Der Akt des Abscherens der Farbe, der entfernt und gleichzeitig ans Licht bringt, ist in gewisser Weise der buchstäbliche Träger einer tief metaphorischen Intention. In den verschiedenen Werken dieser Serie ist das Verhältnis zwischen den Ebenen keinesfalls auf gleichartige Weise gelöst. Es gibt Arbeiten, bei denen die Farbe des Grundes durch dünne Schwellen zwischen einem Feld und dem anderen filtert, oder aber sie erscheint dank der Aktion der Spatel. Bei anderen Arbeiten wiederum scheint die Überlagerung im Gegenteil dazu beizutragen, die Interpretationsmöglichkeiten zu vervielfachen – was kam zuerst, das Violett oder das Orange?
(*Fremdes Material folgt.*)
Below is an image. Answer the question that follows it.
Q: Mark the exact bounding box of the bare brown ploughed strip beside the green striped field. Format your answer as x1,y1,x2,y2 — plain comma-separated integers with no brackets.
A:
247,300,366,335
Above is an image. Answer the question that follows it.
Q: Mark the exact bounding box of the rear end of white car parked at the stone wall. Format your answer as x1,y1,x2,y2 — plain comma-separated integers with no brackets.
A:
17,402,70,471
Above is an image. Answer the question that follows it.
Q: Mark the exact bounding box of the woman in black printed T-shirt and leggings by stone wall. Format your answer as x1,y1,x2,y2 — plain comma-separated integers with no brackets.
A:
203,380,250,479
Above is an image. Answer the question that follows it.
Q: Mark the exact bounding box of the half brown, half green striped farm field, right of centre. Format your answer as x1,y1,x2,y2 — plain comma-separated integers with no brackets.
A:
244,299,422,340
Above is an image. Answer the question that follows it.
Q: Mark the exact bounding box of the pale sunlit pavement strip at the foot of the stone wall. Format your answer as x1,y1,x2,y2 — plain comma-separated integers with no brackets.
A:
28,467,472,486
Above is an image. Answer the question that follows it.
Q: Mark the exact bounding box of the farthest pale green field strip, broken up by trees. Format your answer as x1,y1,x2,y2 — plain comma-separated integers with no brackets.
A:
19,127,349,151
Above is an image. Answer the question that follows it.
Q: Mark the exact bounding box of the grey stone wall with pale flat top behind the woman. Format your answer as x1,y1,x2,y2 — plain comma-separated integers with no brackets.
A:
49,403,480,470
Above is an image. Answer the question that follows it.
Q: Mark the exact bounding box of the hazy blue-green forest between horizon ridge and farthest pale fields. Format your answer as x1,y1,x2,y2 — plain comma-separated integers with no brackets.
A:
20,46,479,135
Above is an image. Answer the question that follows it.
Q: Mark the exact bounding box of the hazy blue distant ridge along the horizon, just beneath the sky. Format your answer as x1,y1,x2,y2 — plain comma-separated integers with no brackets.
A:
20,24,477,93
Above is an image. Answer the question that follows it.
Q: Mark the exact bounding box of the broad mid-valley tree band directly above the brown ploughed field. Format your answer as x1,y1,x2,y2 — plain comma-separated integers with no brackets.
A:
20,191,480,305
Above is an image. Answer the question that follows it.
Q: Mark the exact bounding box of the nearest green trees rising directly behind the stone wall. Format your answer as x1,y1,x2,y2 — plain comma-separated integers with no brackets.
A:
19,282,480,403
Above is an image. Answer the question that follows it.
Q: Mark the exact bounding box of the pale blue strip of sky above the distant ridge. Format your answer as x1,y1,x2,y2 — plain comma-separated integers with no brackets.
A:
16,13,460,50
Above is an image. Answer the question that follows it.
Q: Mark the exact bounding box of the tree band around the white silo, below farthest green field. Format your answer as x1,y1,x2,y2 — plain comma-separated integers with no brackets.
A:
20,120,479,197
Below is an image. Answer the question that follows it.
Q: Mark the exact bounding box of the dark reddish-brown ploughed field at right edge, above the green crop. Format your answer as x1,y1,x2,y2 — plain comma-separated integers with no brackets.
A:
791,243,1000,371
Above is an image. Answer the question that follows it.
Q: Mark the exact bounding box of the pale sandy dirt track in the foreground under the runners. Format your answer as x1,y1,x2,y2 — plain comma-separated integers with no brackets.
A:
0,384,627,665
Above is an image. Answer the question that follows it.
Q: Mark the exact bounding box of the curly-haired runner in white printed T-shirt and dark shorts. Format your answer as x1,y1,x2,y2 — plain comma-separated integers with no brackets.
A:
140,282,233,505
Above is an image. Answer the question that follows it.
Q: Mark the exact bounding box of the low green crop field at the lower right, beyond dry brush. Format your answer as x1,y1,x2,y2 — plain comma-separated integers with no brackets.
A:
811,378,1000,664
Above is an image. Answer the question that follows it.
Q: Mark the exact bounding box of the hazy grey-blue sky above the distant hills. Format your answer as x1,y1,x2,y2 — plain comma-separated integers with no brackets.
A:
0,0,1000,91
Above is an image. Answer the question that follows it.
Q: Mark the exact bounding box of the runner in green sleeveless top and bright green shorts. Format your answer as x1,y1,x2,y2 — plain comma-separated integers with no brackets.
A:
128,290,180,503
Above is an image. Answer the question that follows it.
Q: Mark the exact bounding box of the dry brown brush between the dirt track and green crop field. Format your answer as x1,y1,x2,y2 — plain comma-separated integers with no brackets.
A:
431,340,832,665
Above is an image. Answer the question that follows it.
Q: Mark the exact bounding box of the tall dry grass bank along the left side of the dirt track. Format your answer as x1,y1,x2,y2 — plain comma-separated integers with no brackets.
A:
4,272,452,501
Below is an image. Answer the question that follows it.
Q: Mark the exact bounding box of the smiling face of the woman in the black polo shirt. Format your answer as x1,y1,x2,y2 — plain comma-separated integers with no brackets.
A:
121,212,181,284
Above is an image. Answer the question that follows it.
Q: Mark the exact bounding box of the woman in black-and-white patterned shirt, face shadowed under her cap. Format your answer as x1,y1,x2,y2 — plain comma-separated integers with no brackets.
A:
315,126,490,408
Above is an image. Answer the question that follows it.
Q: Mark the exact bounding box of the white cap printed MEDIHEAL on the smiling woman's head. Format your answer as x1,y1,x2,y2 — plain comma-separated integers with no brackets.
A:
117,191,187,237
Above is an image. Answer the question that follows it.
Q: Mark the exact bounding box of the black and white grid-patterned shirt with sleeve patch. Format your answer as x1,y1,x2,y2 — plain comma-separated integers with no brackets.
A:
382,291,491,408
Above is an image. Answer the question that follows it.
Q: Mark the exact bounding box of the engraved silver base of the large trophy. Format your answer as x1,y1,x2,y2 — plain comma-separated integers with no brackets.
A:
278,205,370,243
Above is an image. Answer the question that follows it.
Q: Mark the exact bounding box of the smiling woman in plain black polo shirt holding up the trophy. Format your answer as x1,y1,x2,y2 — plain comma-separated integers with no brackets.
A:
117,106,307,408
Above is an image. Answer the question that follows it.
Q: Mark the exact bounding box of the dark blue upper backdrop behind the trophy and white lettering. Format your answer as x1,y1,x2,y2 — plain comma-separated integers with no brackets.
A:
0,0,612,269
Diese unterschiedlichen individuellen Lösungen sind jedoch alle auf dasselbe Ergebnis ausgerichtet. In gewisser Weise hat hier die Grammatik der Malerei den Primat vor deren Syntax, auch wenn es die Erschöpfung der syntaktischen und kompositorischen Möglichkeiten ist, die der grammatikalischen Kraft der Malerei zugrunde liegt. Der Umstand, dass Catelani weit davon absieht, Grundfarben aneinander zu setzen, widerspricht dieser These nicht. Wenn die Farbe ihre malerische Natur in der Überlagerung gewinnt, sozusagen in der vertikalen Richtung der Tiefe und nicht in der der horizontalen Ausdehnung, die von Natur aus dem grafischen Medium eigen ist, was könnte Höheres gelingen als dass der strahlende Farb-Licht Effekt ohne deren Zutun erzielt wird? Ein Weg, das einzigartige malerische von den Pigmenten erwirkte Wunder festzuhalten unter Umgehung des breiten Pfades des komplementären Kontrastes. Die Farbe, die dem Betrachter ein wenig von ihrer ursprüngli- chen Lichtnatur zurückgibt, muss Malerei bleiben, kann es aber nur bleiben, wenn sie durch ihre Tiefenfelder die Weite der bemalten Fläche definiert. Ein alchemistischer, vielleicht analytischer Prozess, wohl intensiv artikuliert, der aber die frische Präsenz des Werks nicht mit der Dichte der Artikulierung verwechselt. Wie um sagen zu wollen, dass die malerische Technik weder ein Verfahren zur Veranschaulichung von Ideen noch Pigmentküche ist, da das, was sie zu sehen gibt, die Form ihrer eigenen Darstellung ist. Unter den verschiedenen Versionen des Realen in der Kunst scheint diese die wünschenswerteste zu sein, da sie in sich die Fähigkeit birgt, sich selbst zu erfüllen.